BILDER EINER AUSSTELLUNG

Außer der Reihe 28

Marianne Labisch,

Marco Habermann &

Gerd Scherm (Hrsg.)

BILDER EINER AUSSTELLUNG

Außer der Reihe 28

Bibliografische Information der Deutschen Nationalbibliothek

Die Deutsche Nationalbibliothek verzeichnet diese Publikation in der Deutschen Nationalbibliografie; detaillierte bibliografische Daten sind im Internet über http://dnb.d-nb.de abrufbar.

© dieser Ausgabe: September 2018

p.machinery Michael Haitel

Titelbild: Gerd Scherm

Illustrationen: Lothar Bauer, Detlef Klewer, Marianne Labisch, Eva Preuß, Gerd Scherm, Andreas Schwietzke

Layout & Umschlaggestaltung: global:epropaganda, Xlendi

Lektorat: Marianne Labisch, Michael Haitel

Herstellung: global:epropaganda, Xlendi

Verlag: p.machinery Michael Haitel

Ammergauer Str. 11, 82418 Murnau am Staffelsee

www.pmachinery.de

für die Geschichtenweber, www.edition-geschichtenweber.de

ISBN der Printausgaben:

978 3 95765 143 3 (Paperback)

978 3 95765 144 0 (Hardcover)

Marianne Labisch: Vorwort

Ich mag es, wenn verschiedene Kunstrichtungen miteinander vereint werden, ohne in Konkurrenz zu stehen. Daher war ich gleich angetan von Marco Habermanns Idee, eine Anthologie zum Thema Bilder einer Ausstellung herauszugeben, die neben den Kurzgeschichten auch Lyrik und neue Interpretationen der Bilder von Viktor Hartmann enthalten sollte. Erst nach der Entscheidung daran mitzuwirken, beschäftigte ich mich mit der Musik und den inspirierenden Bildern. Die Geschichte dahinter faszinierte mich.

Die Freundschaft dieser beiden Männer gefiel mir und bot so viel Stoff, der von den verschiedenen Autoren, Lyrikern und Grafikern, jeweils auf ganz andere Art und Weise umgesetzt wurde.

Die Geschichten, die Lyrik und die Bilder belegen, dass alle beteiligten Künstler sich intensiv mit dem Leben und Wirken dieser beiden Männer beschäftigt haben.
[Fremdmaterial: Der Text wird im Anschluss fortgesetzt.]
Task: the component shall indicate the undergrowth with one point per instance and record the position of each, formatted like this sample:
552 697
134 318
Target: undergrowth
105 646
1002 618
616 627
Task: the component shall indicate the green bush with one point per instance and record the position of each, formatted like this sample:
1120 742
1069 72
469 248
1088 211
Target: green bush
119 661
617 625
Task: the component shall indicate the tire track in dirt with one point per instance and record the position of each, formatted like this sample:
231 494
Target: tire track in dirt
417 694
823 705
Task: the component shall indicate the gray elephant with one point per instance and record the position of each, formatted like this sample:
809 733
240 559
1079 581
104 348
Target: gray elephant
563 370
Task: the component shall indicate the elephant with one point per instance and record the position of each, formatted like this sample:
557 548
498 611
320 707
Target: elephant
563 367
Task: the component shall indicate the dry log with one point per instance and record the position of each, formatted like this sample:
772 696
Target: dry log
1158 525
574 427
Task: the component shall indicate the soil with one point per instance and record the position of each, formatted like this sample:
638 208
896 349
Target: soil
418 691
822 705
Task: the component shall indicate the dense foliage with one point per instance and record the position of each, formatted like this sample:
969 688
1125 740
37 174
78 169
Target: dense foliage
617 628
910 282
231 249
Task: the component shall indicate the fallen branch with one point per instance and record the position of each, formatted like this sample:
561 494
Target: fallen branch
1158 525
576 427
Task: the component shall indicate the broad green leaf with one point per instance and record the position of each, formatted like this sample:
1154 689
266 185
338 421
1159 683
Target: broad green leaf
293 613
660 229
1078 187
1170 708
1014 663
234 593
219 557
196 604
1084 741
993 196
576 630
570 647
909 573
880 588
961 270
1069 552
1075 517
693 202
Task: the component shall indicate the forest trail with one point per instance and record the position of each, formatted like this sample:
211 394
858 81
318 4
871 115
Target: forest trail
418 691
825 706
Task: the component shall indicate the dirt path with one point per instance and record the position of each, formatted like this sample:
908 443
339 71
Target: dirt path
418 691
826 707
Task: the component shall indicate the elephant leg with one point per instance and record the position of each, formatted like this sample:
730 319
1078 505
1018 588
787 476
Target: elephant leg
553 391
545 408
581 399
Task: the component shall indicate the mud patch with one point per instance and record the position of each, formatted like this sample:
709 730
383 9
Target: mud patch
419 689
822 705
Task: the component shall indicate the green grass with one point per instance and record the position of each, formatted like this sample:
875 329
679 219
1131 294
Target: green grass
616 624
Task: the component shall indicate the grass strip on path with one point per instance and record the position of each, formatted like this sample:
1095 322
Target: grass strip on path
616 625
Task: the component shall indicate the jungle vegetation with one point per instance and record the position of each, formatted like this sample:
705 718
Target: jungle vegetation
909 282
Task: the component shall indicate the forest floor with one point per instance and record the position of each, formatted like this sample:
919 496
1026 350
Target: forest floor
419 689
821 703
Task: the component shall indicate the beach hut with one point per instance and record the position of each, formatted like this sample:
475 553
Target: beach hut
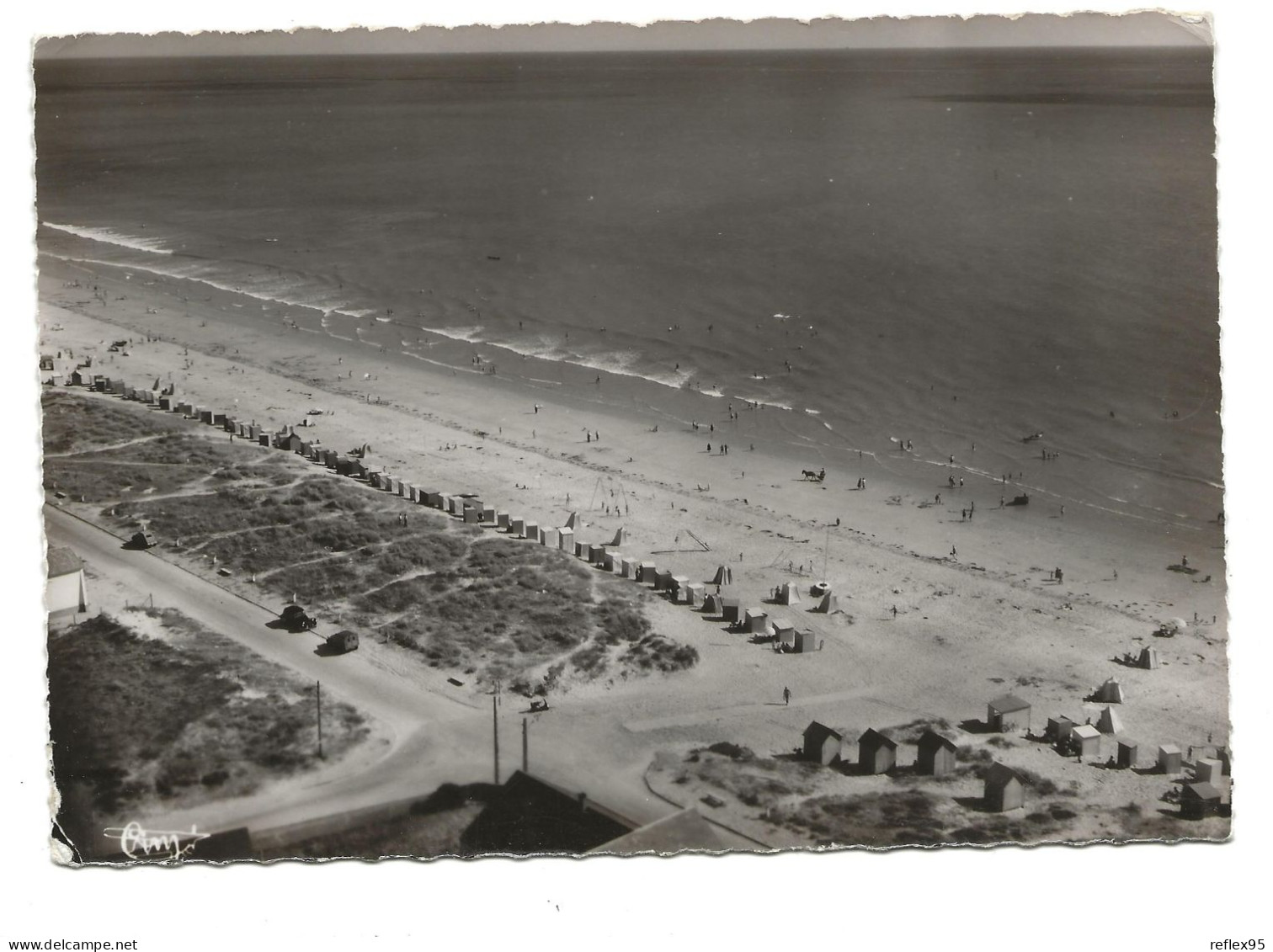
876 753
1058 731
755 621
829 604
1109 693
1169 760
821 743
1198 800
937 753
343 641
1004 790
1109 722
1007 715
1208 770
1128 751
1084 741
67 589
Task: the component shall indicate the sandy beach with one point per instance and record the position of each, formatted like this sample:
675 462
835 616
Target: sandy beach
977 611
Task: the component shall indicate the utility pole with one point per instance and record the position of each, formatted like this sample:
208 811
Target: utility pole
318 700
494 720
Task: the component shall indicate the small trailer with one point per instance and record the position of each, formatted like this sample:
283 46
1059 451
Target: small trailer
343 641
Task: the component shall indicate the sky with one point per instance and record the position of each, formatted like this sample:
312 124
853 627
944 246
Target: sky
1079 29
1179 897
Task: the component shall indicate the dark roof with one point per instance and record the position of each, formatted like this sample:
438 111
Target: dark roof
685 830
1009 703
820 732
62 561
1202 790
873 738
1001 775
931 740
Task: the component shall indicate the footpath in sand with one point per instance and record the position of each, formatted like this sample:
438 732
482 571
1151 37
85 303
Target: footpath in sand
967 628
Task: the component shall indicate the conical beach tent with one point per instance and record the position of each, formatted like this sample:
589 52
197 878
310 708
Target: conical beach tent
829 604
1111 693
1109 723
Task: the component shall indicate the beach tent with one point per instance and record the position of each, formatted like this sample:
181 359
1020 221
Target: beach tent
937 753
821 743
1169 758
788 593
876 753
1109 722
1109 693
1004 790
1128 753
1059 730
829 604
1208 769
1198 800
1007 713
1086 741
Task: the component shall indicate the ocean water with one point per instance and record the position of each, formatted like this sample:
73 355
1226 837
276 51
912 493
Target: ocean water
945 247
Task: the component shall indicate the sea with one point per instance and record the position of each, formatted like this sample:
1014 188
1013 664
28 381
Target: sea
897 253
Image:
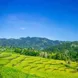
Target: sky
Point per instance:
(53, 19)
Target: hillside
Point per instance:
(29, 42)
(36, 67)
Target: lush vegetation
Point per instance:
(38, 58)
(16, 66)
(29, 42)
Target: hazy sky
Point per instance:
(53, 19)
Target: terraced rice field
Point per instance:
(41, 67)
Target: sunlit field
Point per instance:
(34, 67)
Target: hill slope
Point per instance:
(37, 66)
(29, 42)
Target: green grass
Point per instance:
(36, 67)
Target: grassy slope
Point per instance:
(21, 65)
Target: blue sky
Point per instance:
(53, 19)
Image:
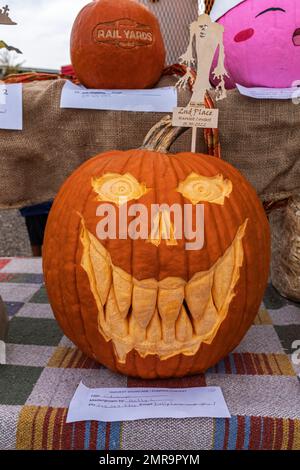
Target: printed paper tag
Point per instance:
(195, 117)
(11, 107)
(270, 93)
(129, 404)
(155, 100)
(2, 353)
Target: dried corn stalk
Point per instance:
(285, 270)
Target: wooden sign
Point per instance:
(4, 16)
(206, 37)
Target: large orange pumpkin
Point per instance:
(117, 44)
(151, 307)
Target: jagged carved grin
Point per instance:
(163, 318)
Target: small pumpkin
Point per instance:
(148, 304)
(117, 45)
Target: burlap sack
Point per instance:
(285, 269)
(175, 17)
(54, 142)
(260, 138)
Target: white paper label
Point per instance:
(11, 107)
(270, 93)
(2, 353)
(129, 404)
(155, 100)
(196, 117)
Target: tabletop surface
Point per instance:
(259, 380)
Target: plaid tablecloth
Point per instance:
(259, 381)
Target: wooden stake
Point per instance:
(194, 139)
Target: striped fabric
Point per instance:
(259, 381)
(46, 429)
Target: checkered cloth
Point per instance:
(43, 370)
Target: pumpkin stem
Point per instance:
(161, 137)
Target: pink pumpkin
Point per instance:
(262, 41)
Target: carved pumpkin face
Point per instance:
(150, 307)
(261, 41)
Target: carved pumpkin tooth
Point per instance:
(123, 290)
(227, 271)
(102, 268)
(170, 299)
(136, 331)
(184, 329)
(198, 292)
(154, 333)
(206, 324)
(144, 300)
(114, 320)
(223, 278)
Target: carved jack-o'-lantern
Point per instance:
(148, 291)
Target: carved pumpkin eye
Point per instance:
(119, 189)
(198, 188)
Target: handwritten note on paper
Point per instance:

Wir alle wurden zu neuen Werken inspiriert und ich schätze, genau das hätte Viktor Hartmann und Modest Mussorgski gefreut. Modest Mussorgskis Freundschaft zu dem Maler ging über dessen Tod hinaus und er setzte den Bildern mit der Musik ein Denkmal, welches die Zeit überdauerte. Er vereinte somit zwei Kunstrichtungen und wir nahmen diesen überspannenden Bogen auf und erweitern ihn noch ein wenig, wahrscheinlich ganz im Sinne unserer Vorbilder.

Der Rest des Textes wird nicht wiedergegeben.